I’m glad we came together as a group of scholars. We’ve studied this history already, and know what we were walking through, at least in part. So many elementary school classes were on school trips at Auschwitz. As we discussed in our classes, at least part of the camp has been reconstructed, and is not factually all correctly done. I found it appeared to be a very different experience for students than for tourists. I was disappointed with the museum in that regard — the mentality of seeing everything as quickly as possible and moving on was evident in so many people. I don’t know that I saw half of the camp. How does pushing people through allow for reflection, for acknowledgement, or for moral conviction? Seeing and not understanding is a terrifying thing. This place is a graveyard — people don’t take selfies in a graveyard, don’t walk through a graveyard without considering there are other people’s family members buried there. While the historic artifacts and buildings are the same, I think we saw things differently.

For me, there was a strong sense of responsibility involved — a responsibility to learn about these people, preserve their memories, and ensure that they are remembered. I don’t want to remember them as just victims of the Holocaust — these were all individual people with equally individual lives. So many people seemed to just want to see what it was like and move on to the next exhibit. But I found the most powerful parts of the museum to be the pictures of children, the book of names, and the scratches in the concrete wall of the gas chamber. How can we ever get to know them — all we have left are their images, names, and some physical scars of their anguish. What would Poland, Europe, and the world be like today if each of these people had not been hated, despised, and murdered? I’m not trying to start talking about counterfactuals, but I just wonder how much of the future died in the Holocaust. How much good could have been done by those people? As such, the difference between Auschwitz as a tourist and memorial site becomes clear.

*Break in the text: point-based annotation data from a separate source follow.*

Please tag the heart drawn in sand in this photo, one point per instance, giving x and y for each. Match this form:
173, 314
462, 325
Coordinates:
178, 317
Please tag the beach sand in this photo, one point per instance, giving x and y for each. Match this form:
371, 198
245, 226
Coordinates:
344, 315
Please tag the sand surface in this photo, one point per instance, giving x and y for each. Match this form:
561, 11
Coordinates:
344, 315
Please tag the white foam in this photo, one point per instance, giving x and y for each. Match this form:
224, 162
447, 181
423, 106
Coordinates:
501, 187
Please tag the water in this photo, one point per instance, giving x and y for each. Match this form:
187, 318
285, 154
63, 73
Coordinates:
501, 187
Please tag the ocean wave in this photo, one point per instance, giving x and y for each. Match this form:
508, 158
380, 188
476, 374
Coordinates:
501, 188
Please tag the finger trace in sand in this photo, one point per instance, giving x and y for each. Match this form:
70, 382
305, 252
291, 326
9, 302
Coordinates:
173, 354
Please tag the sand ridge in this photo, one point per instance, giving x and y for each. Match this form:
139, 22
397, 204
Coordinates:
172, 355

Top ten things to do in Poland: Auschwitz is a guaranteed part of that bucket list. It’s a fascinating place. I’d give it a solid 5/5. Additional comments: “Would not recommend — I hope nobody ever does recommend it. However, I do say go. No picture will ever offer the same understanding as seeing the same things this massive number of people saw as they died. This is a museum that evokes the emotion of remembering the past. You cannot walk out of the gas chambers unchanged, especially when the 1.2 million victims of Auschwitz did not leave either the camp or the chambers alive. Why are there so few survivors? The answer is simple — the camp was well-designed to ensure maximum efficiency. But I think the museum was designed the same way (though perhaps not by choice) — being an immensely popular tourist attraction, the place tries to keep people moving through to see the rest of the exhibits’ I think more emphasis needs to be given about the reality of respecting the site as a graveyard memorial and not so much a reconstructed camp.

If only the bricks and trees could talk. I walked same roads and saw the same scenes and landscapes. But I didn’t experience the same thing any person at Auschwitz did, and I could hardly begin to imagine the horrors they lived through and died among. So much death and pain. I think I saw more of a memorial at Birkenau than at the Auschwitz camp 1. I found the ruins there to speak much more of the truth. These were never reconstructed, and the camp remains almost completely as it was, aside from the effects of the elements.

I’ll have to continue this later, probably tomorrow. I’m throughly exhausted, and I could say so much more.